Oscar, por sinal, está na berlinda. Criticado no primeiro jogo e vaiado no segundo, ele teve um desempenho bem inferior ao que o tornou um dos jogadores mais escalados da Seleção nos últimos anos. Lucas Lima, por exemplo, entrou em seu lugar e deu mais fluência ao ataque.

É difícil que Neymar ocupe essa faixa do campo, embora isso já tenha ocorrido com Luiz Felipe Scolari. Dunga teria de adaptar Willian ao setor mais central.

Outra possibilidade é fazer com que o atacante do Barcelona seja o que se convencionou chamar de “falso 9”. Ele atuaria no lugar do centroavante, Ricardo Oliveira ou Hulk, com uma característica totalmente diferente deles. A intimidade com o gol torna a hipótese palpável, embora ele só tenha atuado como homem mais adiantado do Brasil, com Dunga, no amistoso contra o Japão. Coincidência ou não, ele fez os quatro gols da vitória por 4 a 0.

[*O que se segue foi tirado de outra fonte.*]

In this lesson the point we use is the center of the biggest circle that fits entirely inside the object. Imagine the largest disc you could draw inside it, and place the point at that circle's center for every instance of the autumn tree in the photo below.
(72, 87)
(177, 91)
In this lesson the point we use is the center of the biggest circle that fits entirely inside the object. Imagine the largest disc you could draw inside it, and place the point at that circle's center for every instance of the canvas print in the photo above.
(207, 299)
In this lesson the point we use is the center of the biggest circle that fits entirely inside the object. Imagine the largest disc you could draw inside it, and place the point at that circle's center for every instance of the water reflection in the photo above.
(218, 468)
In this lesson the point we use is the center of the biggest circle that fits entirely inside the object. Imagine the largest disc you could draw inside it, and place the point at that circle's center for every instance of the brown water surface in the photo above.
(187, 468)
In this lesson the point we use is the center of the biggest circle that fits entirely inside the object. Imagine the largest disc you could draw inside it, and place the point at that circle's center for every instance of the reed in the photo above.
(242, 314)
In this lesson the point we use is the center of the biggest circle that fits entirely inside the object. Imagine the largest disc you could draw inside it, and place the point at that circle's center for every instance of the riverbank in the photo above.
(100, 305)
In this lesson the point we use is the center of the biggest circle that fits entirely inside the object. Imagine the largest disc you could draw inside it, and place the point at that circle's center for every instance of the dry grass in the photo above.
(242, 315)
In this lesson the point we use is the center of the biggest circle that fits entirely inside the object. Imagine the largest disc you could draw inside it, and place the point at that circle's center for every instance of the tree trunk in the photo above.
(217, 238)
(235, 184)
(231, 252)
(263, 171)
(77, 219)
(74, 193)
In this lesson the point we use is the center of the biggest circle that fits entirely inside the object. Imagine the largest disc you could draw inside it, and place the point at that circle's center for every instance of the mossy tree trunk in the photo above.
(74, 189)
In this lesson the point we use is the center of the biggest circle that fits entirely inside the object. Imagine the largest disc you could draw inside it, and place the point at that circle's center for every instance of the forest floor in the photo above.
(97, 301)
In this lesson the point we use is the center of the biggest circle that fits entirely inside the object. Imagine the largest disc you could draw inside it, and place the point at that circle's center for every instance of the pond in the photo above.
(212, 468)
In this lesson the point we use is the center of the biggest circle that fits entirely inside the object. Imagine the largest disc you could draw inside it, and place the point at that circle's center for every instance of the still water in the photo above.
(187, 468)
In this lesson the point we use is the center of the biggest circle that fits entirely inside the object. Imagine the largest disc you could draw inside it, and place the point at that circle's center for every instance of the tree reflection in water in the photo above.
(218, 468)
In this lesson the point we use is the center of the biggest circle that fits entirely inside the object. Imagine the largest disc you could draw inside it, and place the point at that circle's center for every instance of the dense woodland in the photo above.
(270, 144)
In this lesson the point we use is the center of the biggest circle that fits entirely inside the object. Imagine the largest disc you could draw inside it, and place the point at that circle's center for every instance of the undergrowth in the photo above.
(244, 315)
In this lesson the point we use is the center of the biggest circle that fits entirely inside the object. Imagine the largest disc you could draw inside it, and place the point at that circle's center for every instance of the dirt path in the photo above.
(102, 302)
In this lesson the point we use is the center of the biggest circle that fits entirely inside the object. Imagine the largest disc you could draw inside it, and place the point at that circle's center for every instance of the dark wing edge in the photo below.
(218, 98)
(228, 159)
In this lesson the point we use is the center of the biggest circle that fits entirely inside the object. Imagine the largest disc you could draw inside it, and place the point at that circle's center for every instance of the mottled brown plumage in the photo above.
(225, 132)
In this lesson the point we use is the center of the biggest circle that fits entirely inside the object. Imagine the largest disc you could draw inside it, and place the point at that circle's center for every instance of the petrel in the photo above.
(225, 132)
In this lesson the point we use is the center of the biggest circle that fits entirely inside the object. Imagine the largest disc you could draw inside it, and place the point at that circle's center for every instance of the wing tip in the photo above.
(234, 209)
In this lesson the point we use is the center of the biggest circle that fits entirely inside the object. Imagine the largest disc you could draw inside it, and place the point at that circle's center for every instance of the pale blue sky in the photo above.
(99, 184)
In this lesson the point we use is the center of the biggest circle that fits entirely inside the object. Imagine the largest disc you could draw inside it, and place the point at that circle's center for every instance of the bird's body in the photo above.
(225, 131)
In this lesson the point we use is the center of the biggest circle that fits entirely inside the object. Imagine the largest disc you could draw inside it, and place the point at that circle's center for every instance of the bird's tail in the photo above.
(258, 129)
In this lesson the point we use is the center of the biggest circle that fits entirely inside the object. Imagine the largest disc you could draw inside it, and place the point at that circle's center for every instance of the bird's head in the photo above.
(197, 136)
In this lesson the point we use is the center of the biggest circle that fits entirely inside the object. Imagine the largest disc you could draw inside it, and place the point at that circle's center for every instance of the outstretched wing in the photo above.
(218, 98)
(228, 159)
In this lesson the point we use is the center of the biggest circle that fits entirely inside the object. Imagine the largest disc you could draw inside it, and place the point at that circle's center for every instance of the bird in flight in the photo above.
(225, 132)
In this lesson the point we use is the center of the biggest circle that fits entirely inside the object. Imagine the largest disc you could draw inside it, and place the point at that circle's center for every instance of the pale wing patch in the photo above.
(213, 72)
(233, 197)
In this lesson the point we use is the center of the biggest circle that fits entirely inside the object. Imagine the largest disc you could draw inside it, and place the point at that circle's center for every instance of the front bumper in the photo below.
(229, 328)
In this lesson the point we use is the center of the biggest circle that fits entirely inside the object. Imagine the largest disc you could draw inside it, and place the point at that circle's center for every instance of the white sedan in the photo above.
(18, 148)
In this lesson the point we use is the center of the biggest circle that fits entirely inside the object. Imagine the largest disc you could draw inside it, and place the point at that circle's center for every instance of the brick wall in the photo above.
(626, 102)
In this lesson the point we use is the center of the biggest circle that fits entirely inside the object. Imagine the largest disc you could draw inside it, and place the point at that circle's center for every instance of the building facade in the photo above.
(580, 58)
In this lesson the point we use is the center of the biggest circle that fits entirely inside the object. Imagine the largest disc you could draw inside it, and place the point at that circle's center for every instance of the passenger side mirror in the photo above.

A presença de um jogador fazendo a função de centroavante, seja ele de origem, como Ricardo Oliveira, ou adaptado, caso de Hulk, não vinha sendo habitual nessa segunda passagem do técnico pela Seleção. No início de seu trabalho, Diego Tardelli e Roberto Firmino se alternaram como parceiros de ataque do craque, num sistema de mais movimentação. É possível que o 4-2-3-1 usado por Dunga nas primeiras duas rodadas das eliminatórias sofra ajustes e volte a ser um 4-4-2.

A volta de Neymar se dará justamente no clássico diante da Argentina, provavelmente em Buenos Aires, embora a federação local cogite transferir a partida para o interior. A força do adversário e sua necessidade de conquistar a primeira vitória no torneio – tem uma derrota e um empate – certamente vai interferir na decisão de Dunga. Se o brasileiro está mais do que garantido na convocação da semana que vem, por outro lado, Messi, seu amigo de Barcelona, dificilmente estará recuperado de lesão no ligamento colateral interno do joelho esquerdo.